PULLMAN, Wash.–The closing months of 2000 leveraged continued strength of the state’s economy and lower mortgage interest rates into a stronger housing market than had existed a year earlier, according to a report prepared by the Washington Center for Real Estate Research at Washington State University.
A total of 28,350 resale housing transactions took place between October and December, an increase of 1.2 percent over levels for the same period in 1999. Housing construction, as indicated by residential building permits, also increased. The typical home price was reported at $177,400, 2.9 percent higher than the closing quarter of 1999.
The statistics, produced in cooperation with the Washington Association of Realtors, reflected a continued strong overall market. “Existing home sales in 2000 were the second highest on record,” said Glenn Crellin, WCRER director.
“Most local housing markets shared in the improvement,” said Cheryl Ferrier, a Bellingham real estate agent and 2001 WAR president. “National home ownership rates are increasing, and Washington households are worried that continued price increases will make it impossible to own a home if they don’t act quickly.”

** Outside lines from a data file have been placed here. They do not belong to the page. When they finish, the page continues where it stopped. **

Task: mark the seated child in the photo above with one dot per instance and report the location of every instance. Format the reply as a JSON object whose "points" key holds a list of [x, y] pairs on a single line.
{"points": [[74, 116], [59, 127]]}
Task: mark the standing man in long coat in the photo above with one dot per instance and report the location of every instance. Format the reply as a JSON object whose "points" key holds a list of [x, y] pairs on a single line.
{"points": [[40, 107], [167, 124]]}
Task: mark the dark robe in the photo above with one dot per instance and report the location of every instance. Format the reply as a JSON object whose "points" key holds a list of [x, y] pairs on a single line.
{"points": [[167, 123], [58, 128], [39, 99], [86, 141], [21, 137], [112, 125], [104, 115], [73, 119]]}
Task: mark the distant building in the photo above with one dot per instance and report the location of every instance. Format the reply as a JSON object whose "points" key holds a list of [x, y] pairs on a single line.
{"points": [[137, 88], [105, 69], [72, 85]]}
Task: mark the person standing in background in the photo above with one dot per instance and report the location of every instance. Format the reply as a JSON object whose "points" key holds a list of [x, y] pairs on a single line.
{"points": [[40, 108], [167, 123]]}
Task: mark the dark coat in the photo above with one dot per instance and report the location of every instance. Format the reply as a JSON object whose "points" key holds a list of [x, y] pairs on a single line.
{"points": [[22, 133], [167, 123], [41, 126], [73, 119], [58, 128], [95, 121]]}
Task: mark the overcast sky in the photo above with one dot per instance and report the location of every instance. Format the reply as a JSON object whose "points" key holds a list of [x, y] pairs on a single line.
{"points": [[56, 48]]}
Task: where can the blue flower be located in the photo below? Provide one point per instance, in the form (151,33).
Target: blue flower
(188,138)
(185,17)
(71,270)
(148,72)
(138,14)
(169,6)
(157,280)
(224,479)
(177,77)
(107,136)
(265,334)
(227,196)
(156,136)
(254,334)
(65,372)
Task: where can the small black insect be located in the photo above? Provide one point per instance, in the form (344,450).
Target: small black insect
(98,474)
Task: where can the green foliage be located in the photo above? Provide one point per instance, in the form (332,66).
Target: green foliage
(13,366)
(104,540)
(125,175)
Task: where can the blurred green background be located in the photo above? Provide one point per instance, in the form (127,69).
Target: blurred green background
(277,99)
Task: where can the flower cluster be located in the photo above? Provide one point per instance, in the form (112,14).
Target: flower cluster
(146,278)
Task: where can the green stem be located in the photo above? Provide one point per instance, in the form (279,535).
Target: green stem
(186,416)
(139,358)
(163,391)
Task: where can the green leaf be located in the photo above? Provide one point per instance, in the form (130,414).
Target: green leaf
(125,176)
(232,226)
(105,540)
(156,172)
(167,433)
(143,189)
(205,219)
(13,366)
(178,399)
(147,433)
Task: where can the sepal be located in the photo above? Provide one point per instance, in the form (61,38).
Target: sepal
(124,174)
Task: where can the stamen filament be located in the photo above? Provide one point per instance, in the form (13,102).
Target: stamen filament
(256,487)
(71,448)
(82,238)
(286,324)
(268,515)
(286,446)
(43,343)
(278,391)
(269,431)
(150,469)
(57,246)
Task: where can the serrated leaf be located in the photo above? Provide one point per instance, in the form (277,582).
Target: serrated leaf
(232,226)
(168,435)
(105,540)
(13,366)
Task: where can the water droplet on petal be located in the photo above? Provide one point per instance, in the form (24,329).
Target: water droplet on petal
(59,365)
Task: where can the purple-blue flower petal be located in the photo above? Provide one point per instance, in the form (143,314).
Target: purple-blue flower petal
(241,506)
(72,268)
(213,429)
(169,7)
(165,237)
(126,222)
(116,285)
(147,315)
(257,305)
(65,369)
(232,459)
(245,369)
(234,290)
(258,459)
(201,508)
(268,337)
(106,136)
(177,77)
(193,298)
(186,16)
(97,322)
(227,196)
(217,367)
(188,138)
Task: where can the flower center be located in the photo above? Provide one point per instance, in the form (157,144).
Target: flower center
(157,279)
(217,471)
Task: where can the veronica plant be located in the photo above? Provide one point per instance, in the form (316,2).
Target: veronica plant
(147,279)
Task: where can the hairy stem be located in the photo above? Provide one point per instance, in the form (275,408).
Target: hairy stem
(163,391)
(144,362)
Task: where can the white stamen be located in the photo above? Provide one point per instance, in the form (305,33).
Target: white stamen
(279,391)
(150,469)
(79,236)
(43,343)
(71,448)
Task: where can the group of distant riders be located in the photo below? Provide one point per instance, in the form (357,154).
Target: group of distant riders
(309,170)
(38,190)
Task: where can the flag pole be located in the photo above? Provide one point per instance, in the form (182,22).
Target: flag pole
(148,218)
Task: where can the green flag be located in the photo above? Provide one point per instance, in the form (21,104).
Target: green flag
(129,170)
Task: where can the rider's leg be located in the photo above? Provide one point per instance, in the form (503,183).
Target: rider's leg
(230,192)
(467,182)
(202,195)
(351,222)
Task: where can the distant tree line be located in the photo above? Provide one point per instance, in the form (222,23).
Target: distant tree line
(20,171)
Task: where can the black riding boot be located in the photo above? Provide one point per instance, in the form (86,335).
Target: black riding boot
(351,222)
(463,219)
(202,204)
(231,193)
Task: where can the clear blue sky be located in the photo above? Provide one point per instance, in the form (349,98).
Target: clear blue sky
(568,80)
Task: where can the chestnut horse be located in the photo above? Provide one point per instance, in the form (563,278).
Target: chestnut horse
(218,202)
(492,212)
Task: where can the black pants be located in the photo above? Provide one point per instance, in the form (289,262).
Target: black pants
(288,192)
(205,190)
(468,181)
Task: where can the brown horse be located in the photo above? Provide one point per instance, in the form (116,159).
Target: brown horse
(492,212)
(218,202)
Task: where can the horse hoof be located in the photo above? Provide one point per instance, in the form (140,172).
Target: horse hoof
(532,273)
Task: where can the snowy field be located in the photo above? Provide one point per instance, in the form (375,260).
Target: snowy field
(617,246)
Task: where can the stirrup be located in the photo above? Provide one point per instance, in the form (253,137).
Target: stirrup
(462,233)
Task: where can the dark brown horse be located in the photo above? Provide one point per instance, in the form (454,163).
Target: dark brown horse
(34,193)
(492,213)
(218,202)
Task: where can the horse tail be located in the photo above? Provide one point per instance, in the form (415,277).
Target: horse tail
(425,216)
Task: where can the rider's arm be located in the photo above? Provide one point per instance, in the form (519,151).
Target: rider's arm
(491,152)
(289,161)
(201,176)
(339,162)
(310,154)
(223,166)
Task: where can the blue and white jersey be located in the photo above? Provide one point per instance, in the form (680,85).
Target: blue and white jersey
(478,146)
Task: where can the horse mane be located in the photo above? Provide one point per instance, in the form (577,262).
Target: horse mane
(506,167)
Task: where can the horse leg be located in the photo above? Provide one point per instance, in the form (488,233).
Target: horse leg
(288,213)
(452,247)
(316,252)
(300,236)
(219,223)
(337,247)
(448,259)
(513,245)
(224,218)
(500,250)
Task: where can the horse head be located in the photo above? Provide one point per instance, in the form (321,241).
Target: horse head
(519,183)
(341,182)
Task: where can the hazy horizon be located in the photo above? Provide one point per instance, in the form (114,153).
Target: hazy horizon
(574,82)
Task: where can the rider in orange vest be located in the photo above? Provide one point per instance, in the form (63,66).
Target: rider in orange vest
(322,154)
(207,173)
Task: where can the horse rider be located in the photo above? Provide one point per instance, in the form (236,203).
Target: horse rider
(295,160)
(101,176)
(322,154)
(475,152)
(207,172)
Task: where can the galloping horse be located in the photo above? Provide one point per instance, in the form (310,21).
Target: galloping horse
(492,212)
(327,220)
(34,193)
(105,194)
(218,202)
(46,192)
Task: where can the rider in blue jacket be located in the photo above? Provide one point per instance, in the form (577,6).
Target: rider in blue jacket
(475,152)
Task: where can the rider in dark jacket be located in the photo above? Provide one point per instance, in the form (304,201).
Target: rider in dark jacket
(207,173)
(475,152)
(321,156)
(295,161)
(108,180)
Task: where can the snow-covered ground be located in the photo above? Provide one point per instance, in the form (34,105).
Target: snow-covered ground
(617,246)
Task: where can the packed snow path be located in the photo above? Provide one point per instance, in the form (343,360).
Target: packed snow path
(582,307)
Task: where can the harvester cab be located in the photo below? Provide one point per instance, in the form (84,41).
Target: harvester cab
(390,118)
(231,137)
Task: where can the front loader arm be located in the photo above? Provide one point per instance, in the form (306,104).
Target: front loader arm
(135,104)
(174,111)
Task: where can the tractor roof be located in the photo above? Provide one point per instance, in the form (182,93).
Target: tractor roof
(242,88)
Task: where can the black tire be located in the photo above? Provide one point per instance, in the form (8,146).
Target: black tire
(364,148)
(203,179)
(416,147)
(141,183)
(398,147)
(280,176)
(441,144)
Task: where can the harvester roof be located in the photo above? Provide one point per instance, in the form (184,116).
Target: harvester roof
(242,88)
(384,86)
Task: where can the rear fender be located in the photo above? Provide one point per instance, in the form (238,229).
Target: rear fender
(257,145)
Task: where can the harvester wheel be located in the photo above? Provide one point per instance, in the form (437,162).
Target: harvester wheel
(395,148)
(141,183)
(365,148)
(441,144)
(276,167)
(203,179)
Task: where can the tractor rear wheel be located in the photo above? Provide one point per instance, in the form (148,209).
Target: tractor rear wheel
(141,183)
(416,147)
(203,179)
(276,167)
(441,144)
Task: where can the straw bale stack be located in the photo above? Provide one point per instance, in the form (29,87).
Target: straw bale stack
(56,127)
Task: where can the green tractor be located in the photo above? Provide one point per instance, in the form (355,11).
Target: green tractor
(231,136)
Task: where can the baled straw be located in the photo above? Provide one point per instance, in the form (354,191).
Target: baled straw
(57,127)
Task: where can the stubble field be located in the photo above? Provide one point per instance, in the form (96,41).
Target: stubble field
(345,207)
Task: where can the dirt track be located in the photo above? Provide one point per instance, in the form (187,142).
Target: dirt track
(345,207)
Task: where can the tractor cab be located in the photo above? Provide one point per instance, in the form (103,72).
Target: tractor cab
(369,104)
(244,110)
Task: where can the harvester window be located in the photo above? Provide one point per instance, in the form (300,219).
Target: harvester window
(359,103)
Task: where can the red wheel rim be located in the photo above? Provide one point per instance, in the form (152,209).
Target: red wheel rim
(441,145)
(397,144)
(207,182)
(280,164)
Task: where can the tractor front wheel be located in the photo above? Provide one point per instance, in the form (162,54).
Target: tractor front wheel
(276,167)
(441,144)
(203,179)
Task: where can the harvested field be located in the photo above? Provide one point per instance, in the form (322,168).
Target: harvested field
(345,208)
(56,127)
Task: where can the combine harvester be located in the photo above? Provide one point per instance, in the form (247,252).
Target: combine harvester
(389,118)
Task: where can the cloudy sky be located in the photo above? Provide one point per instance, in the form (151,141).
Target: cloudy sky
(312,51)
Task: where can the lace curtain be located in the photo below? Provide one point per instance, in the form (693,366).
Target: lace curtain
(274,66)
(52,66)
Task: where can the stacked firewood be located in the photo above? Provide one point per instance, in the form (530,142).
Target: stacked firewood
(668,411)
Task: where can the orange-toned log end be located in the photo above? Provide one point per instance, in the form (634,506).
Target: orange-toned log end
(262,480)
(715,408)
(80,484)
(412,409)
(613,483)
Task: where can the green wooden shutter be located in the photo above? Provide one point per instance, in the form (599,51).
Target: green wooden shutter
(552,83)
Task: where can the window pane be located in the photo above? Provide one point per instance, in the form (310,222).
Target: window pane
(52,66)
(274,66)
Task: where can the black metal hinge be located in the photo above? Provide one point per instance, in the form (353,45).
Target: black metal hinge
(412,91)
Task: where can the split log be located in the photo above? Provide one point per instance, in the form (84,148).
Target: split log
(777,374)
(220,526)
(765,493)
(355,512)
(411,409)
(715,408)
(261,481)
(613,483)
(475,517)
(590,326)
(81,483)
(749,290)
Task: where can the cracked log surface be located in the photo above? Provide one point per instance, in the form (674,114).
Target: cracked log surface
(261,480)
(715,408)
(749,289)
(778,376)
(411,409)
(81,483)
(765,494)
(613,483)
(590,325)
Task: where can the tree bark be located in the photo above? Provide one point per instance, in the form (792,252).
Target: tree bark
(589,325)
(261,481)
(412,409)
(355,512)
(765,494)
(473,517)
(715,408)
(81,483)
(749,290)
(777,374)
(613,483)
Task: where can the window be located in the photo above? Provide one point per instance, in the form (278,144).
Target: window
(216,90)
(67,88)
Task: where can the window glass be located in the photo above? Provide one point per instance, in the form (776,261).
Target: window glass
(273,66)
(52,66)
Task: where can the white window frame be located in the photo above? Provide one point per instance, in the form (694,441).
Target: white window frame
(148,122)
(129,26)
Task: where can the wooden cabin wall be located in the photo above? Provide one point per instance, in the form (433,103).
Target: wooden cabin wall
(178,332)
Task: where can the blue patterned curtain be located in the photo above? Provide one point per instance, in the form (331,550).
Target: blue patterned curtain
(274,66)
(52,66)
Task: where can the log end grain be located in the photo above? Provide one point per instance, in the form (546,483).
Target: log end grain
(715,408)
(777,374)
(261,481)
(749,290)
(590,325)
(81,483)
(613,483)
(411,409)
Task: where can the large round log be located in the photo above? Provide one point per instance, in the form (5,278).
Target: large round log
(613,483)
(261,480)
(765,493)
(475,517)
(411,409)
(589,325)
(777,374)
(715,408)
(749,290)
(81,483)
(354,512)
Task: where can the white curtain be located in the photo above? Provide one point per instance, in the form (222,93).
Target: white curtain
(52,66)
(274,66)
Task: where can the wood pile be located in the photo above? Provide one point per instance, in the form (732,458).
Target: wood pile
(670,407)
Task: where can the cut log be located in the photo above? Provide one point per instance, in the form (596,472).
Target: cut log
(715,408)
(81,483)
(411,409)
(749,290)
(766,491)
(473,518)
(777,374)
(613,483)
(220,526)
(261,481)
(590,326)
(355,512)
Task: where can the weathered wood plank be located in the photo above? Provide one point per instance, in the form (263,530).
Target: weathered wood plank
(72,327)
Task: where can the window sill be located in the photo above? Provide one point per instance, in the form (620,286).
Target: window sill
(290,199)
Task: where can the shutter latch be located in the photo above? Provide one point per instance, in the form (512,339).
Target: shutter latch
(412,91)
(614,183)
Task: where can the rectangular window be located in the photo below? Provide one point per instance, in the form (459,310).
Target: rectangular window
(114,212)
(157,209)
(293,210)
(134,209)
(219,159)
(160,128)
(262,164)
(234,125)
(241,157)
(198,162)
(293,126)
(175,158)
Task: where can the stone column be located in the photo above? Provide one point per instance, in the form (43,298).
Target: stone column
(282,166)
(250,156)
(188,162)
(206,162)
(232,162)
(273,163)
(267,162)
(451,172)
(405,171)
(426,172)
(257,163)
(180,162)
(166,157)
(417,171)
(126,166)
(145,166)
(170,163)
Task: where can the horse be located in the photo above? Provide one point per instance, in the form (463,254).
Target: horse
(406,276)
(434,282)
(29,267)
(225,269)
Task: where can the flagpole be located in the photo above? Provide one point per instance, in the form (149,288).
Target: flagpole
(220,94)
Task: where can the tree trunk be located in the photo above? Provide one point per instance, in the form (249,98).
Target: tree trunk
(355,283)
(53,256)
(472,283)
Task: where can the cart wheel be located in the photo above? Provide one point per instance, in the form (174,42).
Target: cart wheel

Among Washington’s 11 urban counties, eight reported sales activity higher than last year, led by a 14.6 percent jump in Yakima County. Meanwhile, King, Kitsap and Thurston counties reported slower home sales, with the largest decline in the state’s most populous area. Among the more rural areas, the highly local nature of real estate markets was apparent, with some areas reporting significantly fewer sales than a year ago and others experiencing significant jumps in activity.
Median sales prices increased but at a rate that has slowed in recent months, indicating the market is finally stabilizing, said Crellin. The most expensive prevailing prices were in San Juan County with a $300,000 median. King County’s $250,000 median was the most costly urban area. The typical home sold in Pacific or Grays Harbor County was still less than $80,000.
“The best news, however, is that housing affordability continued to improve,” said Crellin. The typical family in Washington could still afford the median price home. WCRER uses the Housing Affordability Index first produced at the National Association of Realtors to measure the ability of a middle-income family to afford the typical home in their local market. Indices above 100 indicate the typical family could purchase a representative home. The all-buyer index of 114.8 indicates Washington residents have an income cushion of nearly 15 percent–greater than last quarter or last year.
For households hoping to purchase a first home in Washington, a first-time buyer index, which assumes a lower purchase price and a significantly lower income because it includes single-person households as well as families, stood at 68.3, indicating that it is still very difficult to become a homeowner. “Fortunately, housing affordability has also improved for first-time buyers compared to last quarter and last year,” said Crellin.
WCRER and WAR have produced the statistics since early 1994, timing quarterly releases to coincide with wire releases of existing home sales by state and median home prices by metropolitan area from NAR.